Going into business for yourself can be a risky and yet ultimately rewarding experience. As with any new business, a franchise unit is going to require upfront capital. And in most cases it takes a significant amount of financing to get started. For those individuals who choose to join the franchising world, there are two distinct ways to finance entry into the business - on your own or with partners. In this section we will take a look at the strategy of getting into franchising on your own and without a financial partner.
First, let's consider the cold, hard facts of the financial side of franchising.
When you buy into a franchise system there are a number of upfront costs. And of course you will need to be prepared to cover these costs - and other ongoing costs down the road. Beyond the startup costs, you will need to foot annual franchise fees and/or regular royalty fees. Some franchisors require other regular fees that help subsidize the costs of marketing, advertising, and other ongoing support. Then you have daily operational costs such as supplies and payroll to meet. Remember, it could be months or more before your business is generating any profit. You will need some kind of financial reserve to cover your costs in the beginning.

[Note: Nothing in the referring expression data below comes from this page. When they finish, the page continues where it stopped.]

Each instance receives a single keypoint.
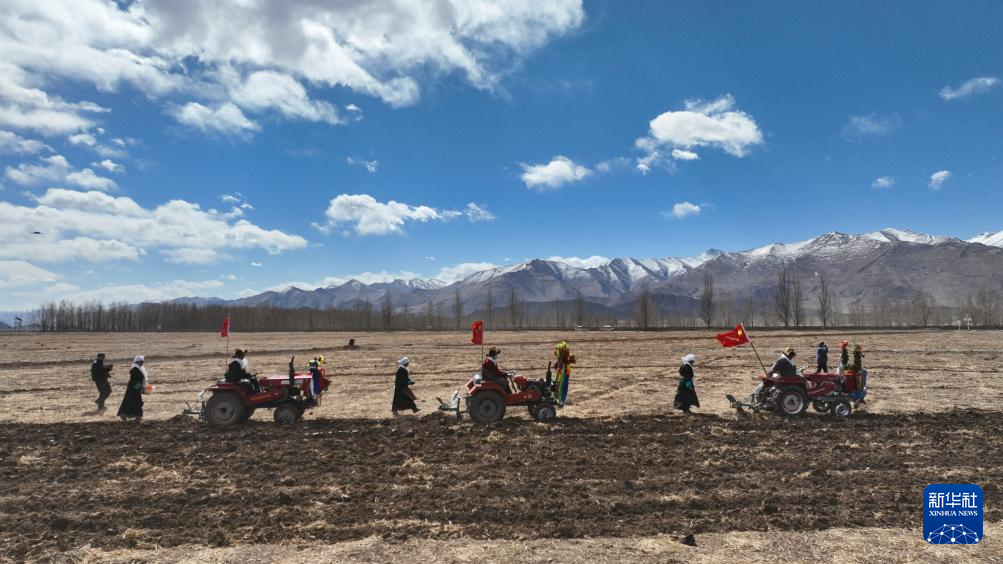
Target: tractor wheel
(546, 413)
(791, 400)
(286, 413)
(225, 409)
(486, 406)
(842, 408)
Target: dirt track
(171, 483)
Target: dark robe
(132, 402)
(686, 393)
(402, 396)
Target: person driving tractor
(489, 369)
(784, 365)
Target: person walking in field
(403, 397)
(686, 392)
(100, 372)
(131, 406)
(821, 357)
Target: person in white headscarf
(131, 406)
(403, 397)
(686, 392)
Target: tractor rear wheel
(546, 413)
(225, 409)
(486, 406)
(791, 400)
(286, 413)
(842, 408)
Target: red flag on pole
(477, 330)
(733, 337)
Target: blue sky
(570, 129)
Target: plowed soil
(170, 483)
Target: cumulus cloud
(871, 124)
(56, 170)
(579, 262)
(226, 119)
(95, 227)
(938, 179)
(552, 176)
(260, 55)
(13, 144)
(977, 85)
(714, 123)
(883, 182)
(683, 210)
(366, 216)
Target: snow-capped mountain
(889, 263)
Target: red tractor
(829, 392)
(289, 395)
(486, 400)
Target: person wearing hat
(821, 357)
(131, 406)
(489, 369)
(685, 392)
(403, 397)
(100, 372)
(784, 365)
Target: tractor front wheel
(486, 406)
(791, 401)
(546, 413)
(225, 409)
(286, 413)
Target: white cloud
(56, 170)
(227, 119)
(475, 213)
(370, 166)
(680, 155)
(871, 125)
(978, 85)
(95, 227)
(560, 171)
(369, 217)
(13, 144)
(14, 274)
(883, 182)
(589, 262)
(938, 179)
(259, 55)
(715, 123)
(683, 210)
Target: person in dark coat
(100, 372)
(131, 406)
(821, 357)
(403, 397)
(686, 392)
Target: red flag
(477, 329)
(733, 337)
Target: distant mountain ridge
(889, 263)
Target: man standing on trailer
(100, 372)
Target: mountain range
(891, 263)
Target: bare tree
(457, 307)
(707, 303)
(643, 310)
(824, 310)
(782, 294)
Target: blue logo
(952, 514)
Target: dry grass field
(618, 477)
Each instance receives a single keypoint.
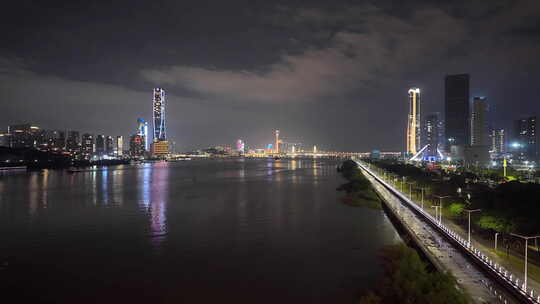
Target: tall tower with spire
(413, 122)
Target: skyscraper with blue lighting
(158, 104)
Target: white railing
(498, 271)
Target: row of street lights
(438, 217)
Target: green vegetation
(511, 206)
(456, 209)
(358, 189)
(408, 280)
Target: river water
(201, 231)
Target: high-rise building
(456, 105)
(4, 140)
(119, 147)
(240, 146)
(159, 148)
(277, 143)
(525, 138)
(73, 142)
(100, 144)
(109, 145)
(142, 129)
(479, 122)
(497, 141)
(24, 136)
(413, 122)
(136, 145)
(87, 145)
(158, 104)
(56, 140)
(432, 134)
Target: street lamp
(422, 200)
(410, 189)
(526, 238)
(436, 208)
(469, 211)
(440, 206)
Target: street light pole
(440, 206)
(422, 201)
(436, 207)
(526, 238)
(469, 211)
(410, 189)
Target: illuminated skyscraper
(109, 145)
(158, 104)
(119, 147)
(73, 143)
(432, 133)
(142, 130)
(498, 144)
(413, 123)
(276, 147)
(479, 134)
(526, 137)
(456, 105)
(240, 146)
(87, 145)
(100, 144)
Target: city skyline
(302, 68)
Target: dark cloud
(324, 72)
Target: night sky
(330, 73)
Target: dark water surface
(201, 231)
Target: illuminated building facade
(119, 147)
(432, 134)
(413, 122)
(25, 136)
(160, 148)
(109, 145)
(4, 140)
(136, 146)
(525, 138)
(87, 145)
(158, 104)
(73, 142)
(498, 141)
(240, 146)
(479, 134)
(100, 144)
(278, 141)
(456, 105)
(142, 129)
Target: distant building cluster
(78, 146)
(466, 134)
(89, 146)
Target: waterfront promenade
(446, 252)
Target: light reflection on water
(198, 232)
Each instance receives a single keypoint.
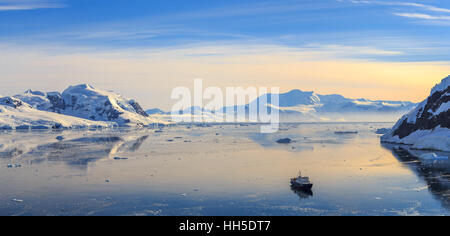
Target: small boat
(302, 183)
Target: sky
(374, 49)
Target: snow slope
(309, 106)
(87, 102)
(16, 114)
(428, 125)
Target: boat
(301, 182)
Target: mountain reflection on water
(77, 152)
(436, 175)
(217, 170)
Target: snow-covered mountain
(18, 115)
(298, 105)
(87, 102)
(428, 125)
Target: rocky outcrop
(428, 125)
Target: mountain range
(298, 105)
(428, 125)
(78, 106)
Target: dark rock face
(425, 119)
(57, 102)
(284, 141)
(11, 102)
(138, 108)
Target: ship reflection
(302, 193)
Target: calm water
(218, 170)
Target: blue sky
(343, 30)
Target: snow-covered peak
(428, 125)
(13, 102)
(298, 97)
(87, 102)
(445, 83)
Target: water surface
(217, 170)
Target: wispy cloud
(405, 4)
(17, 5)
(423, 16)
(430, 10)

A financial partner may be a good strategy for some entrepreneurs. Primarily, those who are cash-strapped or simply lack access to the kind of startup capital required. And in many cases, a financial partner can be a good resource, but the strategy does come with some potential drawbacks. For example, a financial partner is going to have skin in the game, and to some degree, is going to share power and control with you and could influence the way you run your franchise business. You'll also need to consider any interest expenses or other financial "fees" that you will be indebted for with a financial partner. Furthermore, you'll need to consider the consequences and potential liabilities if your financial partner decides he wants out, or worse, begins to have his own financial struggles. And finally, you'll need to weigh the stress that a financial partnership may put on an existing friendship or family relation. It's for reasons such as these that many choose to enter into the franchise world as individuals who handle the financing equation for themselves.
Here's how that typically happens.
You may be interested in purchasing a franchise because you have a large financial nest egg. Maybe it's a 401K from an old job, some cashed-in stock, perhaps an inheritance of some kind, the sale of a home. Maybe it's an SBA or conventional loan that you can qualify for. The point is, you can get the capital and you don't need a partner to do it.
If you can get the kind of capital you need to get the franchise off the ground, the payoff could be significant. Remember, many of today's most successful businesses, large and small, were started by individuals who had the drive, determination - and the capital they needed - to succeed. By financing your own franchise operation, you can retain more of the control, the direction, and ultimately, the payoff.